“Perkembangan anak-anak usia 12–15 tahun dengan berbagai permasalahannya memang tidak mudah, apalagi sekarang sudah terpapar gadget dan media sosial. Kalau kita tidak tahu ilmunya dan tidak memahami permasalahannya, itu akan menjadi gap dalam komunikasi,” ujar Yantie Rachim.
Ia menuturkan bahwa anak-anak di usia tersebut cenderung mendapatkan banyak informasi secara instan melalui perangkat digital, sehingga membutuhkan pendampingan yang tepat agar tidak salah dalam menyerap informasi.

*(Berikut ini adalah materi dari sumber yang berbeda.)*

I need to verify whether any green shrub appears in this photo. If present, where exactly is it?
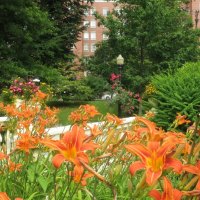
[144,62,200,128]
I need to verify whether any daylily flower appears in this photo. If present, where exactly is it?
[106,113,123,126]
[149,177,183,200]
[16,133,36,153]
[42,125,98,168]
[125,142,182,185]
[183,160,200,190]
[0,152,7,160]
[175,113,191,126]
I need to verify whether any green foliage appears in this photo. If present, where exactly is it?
[85,75,110,98]
[57,79,93,101]
[88,0,199,92]
[144,62,200,128]
[0,0,92,88]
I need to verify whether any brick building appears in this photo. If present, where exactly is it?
[74,0,114,57]
[74,0,200,57]
[187,0,200,28]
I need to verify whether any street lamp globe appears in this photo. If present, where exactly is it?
[117,54,124,65]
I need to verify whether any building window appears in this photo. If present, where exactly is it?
[90,20,96,28]
[103,33,108,40]
[84,9,89,16]
[83,43,89,51]
[83,32,89,40]
[103,8,109,16]
[90,8,96,16]
[90,32,96,40]
[91,43,96,52]
[83,21,90,27]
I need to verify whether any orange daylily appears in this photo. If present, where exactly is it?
[183,160,200,190]
[42,125,98,168]
[125,142,182,185]
[89,125,102,136]
[0,152,7,160]
[106,113,123,126]
[16,133,36,153]
[149,177,183,200]
[175,113,191,126]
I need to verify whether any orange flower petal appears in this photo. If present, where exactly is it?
[146,169,162,185]
[52,154,65,168]
[164,158,183,173]
[129,161,145,175]
[125,144,151,162]
[149,190,161,200]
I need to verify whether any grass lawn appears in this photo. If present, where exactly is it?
[54,100,117,125]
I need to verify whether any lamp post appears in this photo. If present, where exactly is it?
[117,54,124,117]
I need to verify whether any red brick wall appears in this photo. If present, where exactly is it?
[74,0,114,57]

“Sekarang anak-anak bisa mendapatkan banyak hal dari HP mereka. Kalau kita tidak mendampingi, mereka bisa menyerap segala hal dari situ. Maka perlu kita arahkan bahwa apa yang mereka dapatkan itu harus melalui proses, bukan hanya melihat hasil,” katanya.

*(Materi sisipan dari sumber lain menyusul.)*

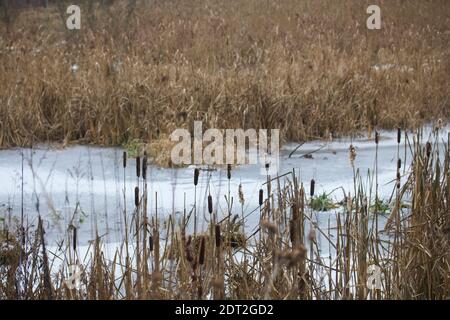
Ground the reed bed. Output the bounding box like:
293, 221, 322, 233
0, 128, 450, 300
0, 0, 450, 147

Ia menambahkan bahwa dalam pergaulan sosial, remaja cenderung lebih dekat dengan teman sebaya dan mulai tertarik dengan lawan jenis, sehingga membutuhkan perhatian dan pendampingan yang lebih intens.

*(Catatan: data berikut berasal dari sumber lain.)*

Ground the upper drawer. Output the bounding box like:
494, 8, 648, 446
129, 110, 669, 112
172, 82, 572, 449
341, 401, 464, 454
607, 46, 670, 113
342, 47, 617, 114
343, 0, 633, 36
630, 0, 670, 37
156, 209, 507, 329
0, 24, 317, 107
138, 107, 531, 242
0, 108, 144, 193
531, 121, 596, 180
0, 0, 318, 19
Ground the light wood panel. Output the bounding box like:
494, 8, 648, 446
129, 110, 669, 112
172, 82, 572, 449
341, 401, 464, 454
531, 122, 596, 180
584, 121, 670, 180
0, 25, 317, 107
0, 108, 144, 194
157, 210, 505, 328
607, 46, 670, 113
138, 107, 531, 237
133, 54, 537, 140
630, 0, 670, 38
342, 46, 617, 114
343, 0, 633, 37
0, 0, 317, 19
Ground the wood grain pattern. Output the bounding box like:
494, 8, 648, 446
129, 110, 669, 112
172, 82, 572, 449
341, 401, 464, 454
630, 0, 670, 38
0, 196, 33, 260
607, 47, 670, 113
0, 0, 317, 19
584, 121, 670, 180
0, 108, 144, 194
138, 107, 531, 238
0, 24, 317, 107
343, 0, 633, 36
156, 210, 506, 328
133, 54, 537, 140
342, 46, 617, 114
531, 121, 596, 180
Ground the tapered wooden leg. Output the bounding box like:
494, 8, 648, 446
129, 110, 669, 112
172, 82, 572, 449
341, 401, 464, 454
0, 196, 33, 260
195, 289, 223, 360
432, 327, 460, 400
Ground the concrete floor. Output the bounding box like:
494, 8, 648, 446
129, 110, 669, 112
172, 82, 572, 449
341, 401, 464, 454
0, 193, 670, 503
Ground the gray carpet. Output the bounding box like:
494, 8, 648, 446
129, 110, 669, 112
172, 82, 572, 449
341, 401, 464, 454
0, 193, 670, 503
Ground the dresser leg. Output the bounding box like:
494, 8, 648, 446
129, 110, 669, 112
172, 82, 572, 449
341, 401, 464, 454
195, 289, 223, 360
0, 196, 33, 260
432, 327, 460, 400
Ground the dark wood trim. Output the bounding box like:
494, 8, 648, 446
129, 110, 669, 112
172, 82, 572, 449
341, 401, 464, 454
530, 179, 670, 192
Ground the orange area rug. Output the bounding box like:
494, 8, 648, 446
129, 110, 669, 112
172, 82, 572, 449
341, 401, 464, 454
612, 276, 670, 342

“Di usia ini mereka sedang mencari jati diri, emosinya labil, ingin dianggap dewasa, lebih senang bermain dengan temannya, dan lebih sensitif terhadap penilaian orang lain. Cara berpikir mereka juga sudah mulai kritis, jadi kalau kita tidak memahami itu, bisa terjadi kesenjangan komunikasi,” ungkapnya.